Having a God Complex can be a pain in the arse. I mean, it has its moments: the belief that one is bestowed with some time of divine providence or is the unsuspecting saviour of the world is the same belief that is needed to start a business on your own, or to backpack around Africa on your own. However, it can also mean you eschew commonly held wisdom as being “for others”, and that normal rules don’t apply to you.
Again, this is not uncommon amongst entrepreneurs. Of course everyone wants to be the Steve Jobs for whom rules around delegation and product design didn’t apply. Or Jack Dorsey for whom rules around focus don’t apply (he’s CEO of two big tech companies at once).
And similarly, I truly believed I would be the exception to most rules around business. Focus? Nah, I am the special one that is able to push through on multiple difficult projects simultaneously and still succeed. Prioritisation? Nah, I have 15 items of priority #1 on my list, my team is up for it! Clarity? Well, sure, I’m being clear when I tell me team all the many ideas I’m having all the time, they can work out what I mean by all this.
It is so obvious now, when I write it. I’m red-faced even now. But yes, I truly believed I was the exception. Maybe because I was a woman, and most business books are written by men that can’t multi-task. Maybe because I came from a working class background, and grew up accepting that work sometimes was just a slog to tenaciously get through, and by golly, I could be tenacious. Maybe because I spent all my time reading stories and tales of heroes and protagonists who *were* exceptions to the rule, you believe “why not, it could be me too”.
And maybe it was this bloody-minded determination that *was* the source of what success I did have. Maybe one needs a reality distortion field to get through some of the horrific hurdles faced when growing a business for 11 years.

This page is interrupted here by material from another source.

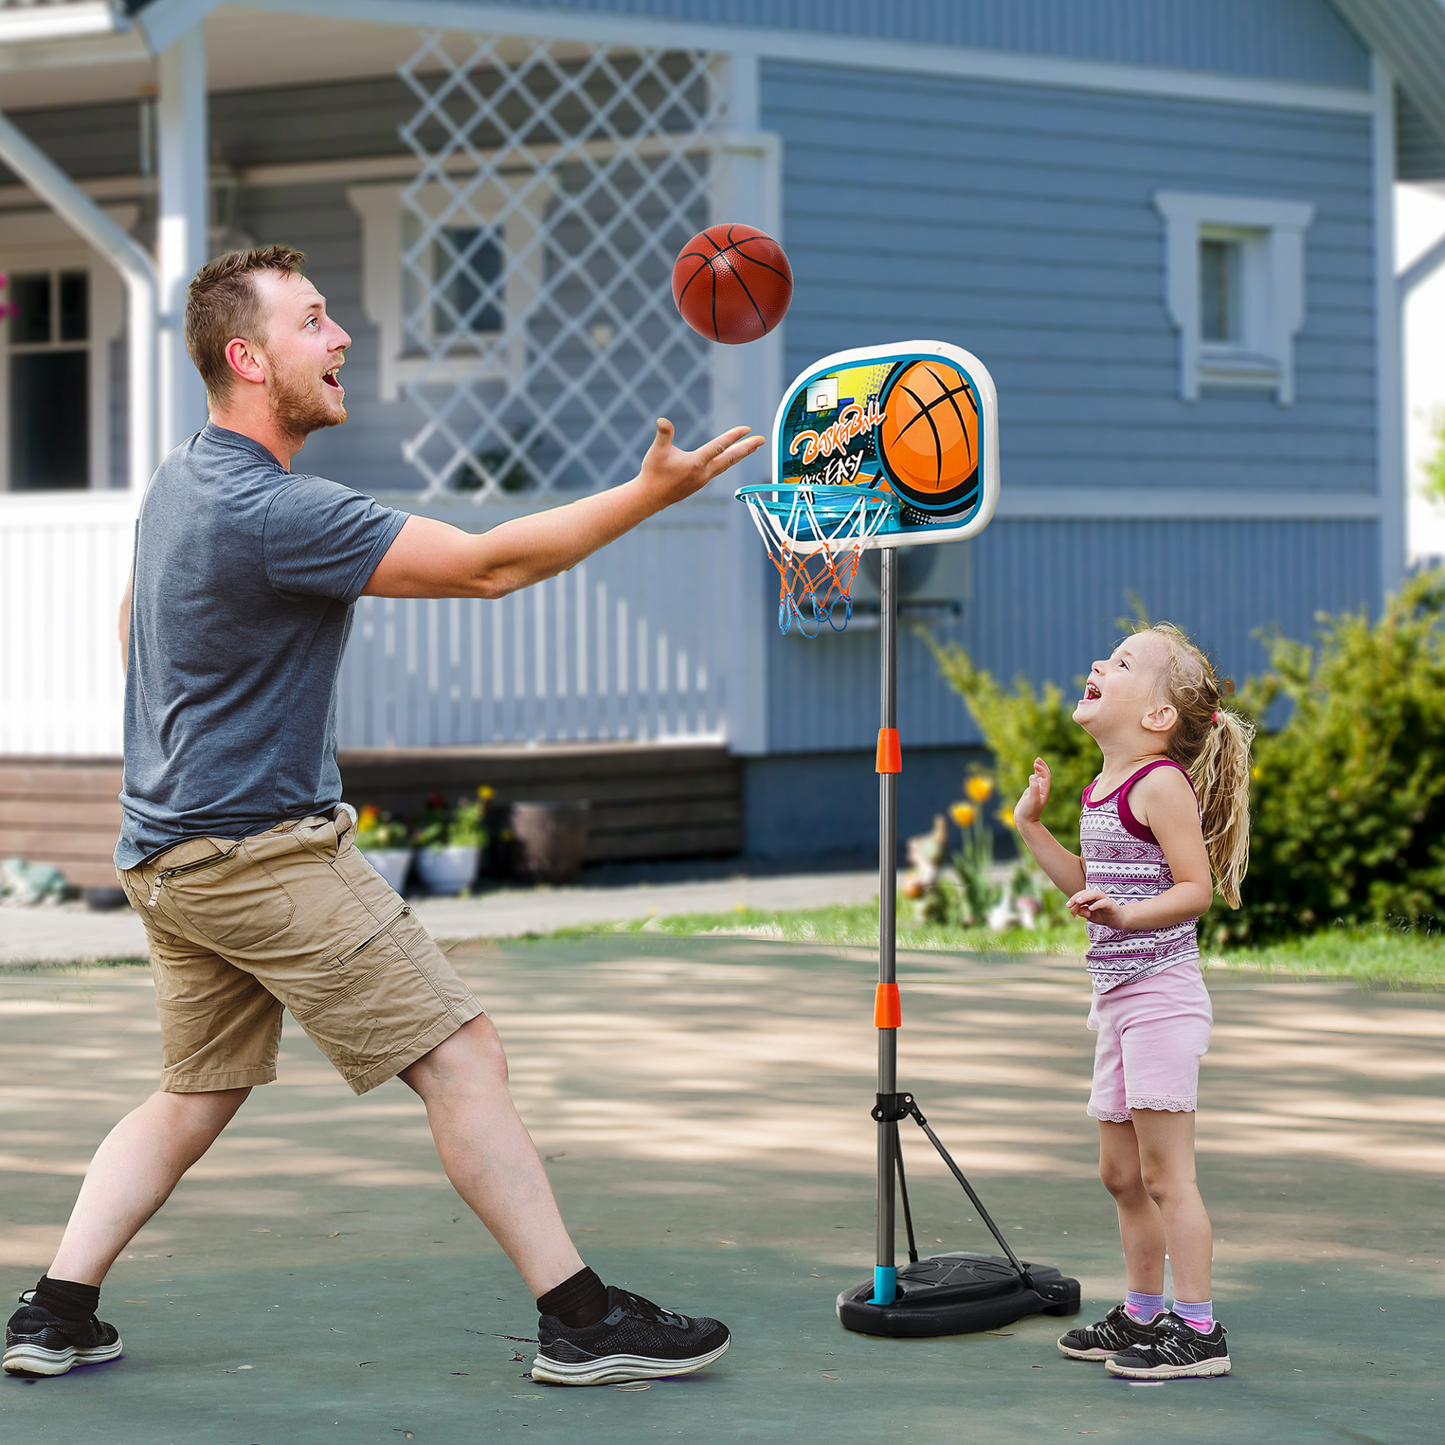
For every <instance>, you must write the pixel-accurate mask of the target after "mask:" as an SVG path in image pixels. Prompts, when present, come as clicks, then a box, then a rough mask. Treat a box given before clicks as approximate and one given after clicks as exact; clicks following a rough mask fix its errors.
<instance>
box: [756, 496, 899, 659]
mask: <svg viewBox="0 0 1445 1445" xmlns="http://www.w3.org/2000/svg"><path fill="white" fill-rule="evenodd" d="M737 496H738V500H740V501H746V503H747V507H749V510H750V512H751V513H753V525H754V526H756V527H757V530H759V533H760V536H762V538H763V545H764V546H766V548H767V555H769V556H770V558H772V561H773V566H776V568H777V575H779V579H780V582H782V587H780V588H779V592H777V627H779V630H780V631H782V633H783V634H786V633H789V631H790V630H792V627H793V626H795V624H796V627H798V631H799V633H801V634H802V636H803V637H816V636H818V633H819V631H822V624H824V623H825V621H827V623H828V626H829V627H832V630H834V631H842V630H844V629H845V627H847V626H848V623H850V621H851V620H853V595H851V594H853V584H854V581H855V579H857V577H858V562H860V561H861V559H863V553H864V551H866V549H867V543H868V540H870V539H871V538H874V536H877V535H879V533H881V532H884V530H889V523H890V522H893V523H896V520H897V514H899V504H897V500H896V499H894V497H892V496H889V494H886V493H879V491H873V490H871V488H867V487H777V486H762V487H743V488H741V491H738V494H737ZM838 603H842V608H844V616H842V623H841V624H840V623H838V621H837V620H835V611H837V605H838ZM809 627H811V629H812V630H811V631H809Z"/></svg>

But – as before – I can’t help but wonder what could have been, if I accepted the possibility that maybe, just maybe, I wasn’t *that* exceptional, and accepted some commonly held wisdom as truth.

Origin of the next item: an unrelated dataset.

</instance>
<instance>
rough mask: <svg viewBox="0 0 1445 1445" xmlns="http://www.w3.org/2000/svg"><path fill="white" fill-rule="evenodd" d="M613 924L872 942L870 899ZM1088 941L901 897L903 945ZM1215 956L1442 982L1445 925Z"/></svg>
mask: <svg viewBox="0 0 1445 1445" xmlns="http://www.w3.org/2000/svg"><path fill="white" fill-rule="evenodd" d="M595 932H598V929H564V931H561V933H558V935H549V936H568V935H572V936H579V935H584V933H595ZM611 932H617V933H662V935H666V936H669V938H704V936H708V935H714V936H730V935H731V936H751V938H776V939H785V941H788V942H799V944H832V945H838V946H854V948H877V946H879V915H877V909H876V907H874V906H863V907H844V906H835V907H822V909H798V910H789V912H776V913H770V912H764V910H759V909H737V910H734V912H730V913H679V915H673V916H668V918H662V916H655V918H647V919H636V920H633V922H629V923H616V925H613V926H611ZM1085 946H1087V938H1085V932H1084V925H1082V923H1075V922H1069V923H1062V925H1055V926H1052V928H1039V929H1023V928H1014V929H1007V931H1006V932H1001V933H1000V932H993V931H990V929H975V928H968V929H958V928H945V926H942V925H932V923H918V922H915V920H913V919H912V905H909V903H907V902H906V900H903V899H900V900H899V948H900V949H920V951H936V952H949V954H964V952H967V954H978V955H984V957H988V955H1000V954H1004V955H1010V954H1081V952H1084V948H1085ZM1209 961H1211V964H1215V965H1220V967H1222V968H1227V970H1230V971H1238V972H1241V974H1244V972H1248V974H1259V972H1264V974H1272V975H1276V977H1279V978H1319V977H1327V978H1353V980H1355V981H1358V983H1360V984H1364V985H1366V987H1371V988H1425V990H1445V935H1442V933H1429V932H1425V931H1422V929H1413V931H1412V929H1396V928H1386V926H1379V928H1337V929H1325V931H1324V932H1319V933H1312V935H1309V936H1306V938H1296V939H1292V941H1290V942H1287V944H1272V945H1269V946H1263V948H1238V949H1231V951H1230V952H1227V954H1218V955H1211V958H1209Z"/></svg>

What if I accepted that it really wasn’t possible or desirable to do multiple hard things at once. That the collateral damage to team and company were too much, and I instead adopted commonly held wisdom to double-down on the small number of things that really mattered, and had the courage to say “no” to everything else.
What if I accepted that I really wasn’t some natural business leadership messiah, and instead invested the hard work into learning functional business and leadership skills. My ego and god complex held me back from real education opportunities that I could have applied more easily to my day-to-day, than the grand visionary and people motivator education I instead focused on.
It is somewhat pointless to be too hard on myself now. But it is certainly pointful (sic) to be a little hard on myself, especially if I can now learn from my mistakes with grace and self-love. So… here I am, publicly abasing myself and my failings to you all. Thankfully, due to society’s eroded attention spans, it’s unlikely anyone has even read this far, so these words may remain unread and private. So to myself, I say, it’s ok, now, let’s embrace new beliefs and stride forward.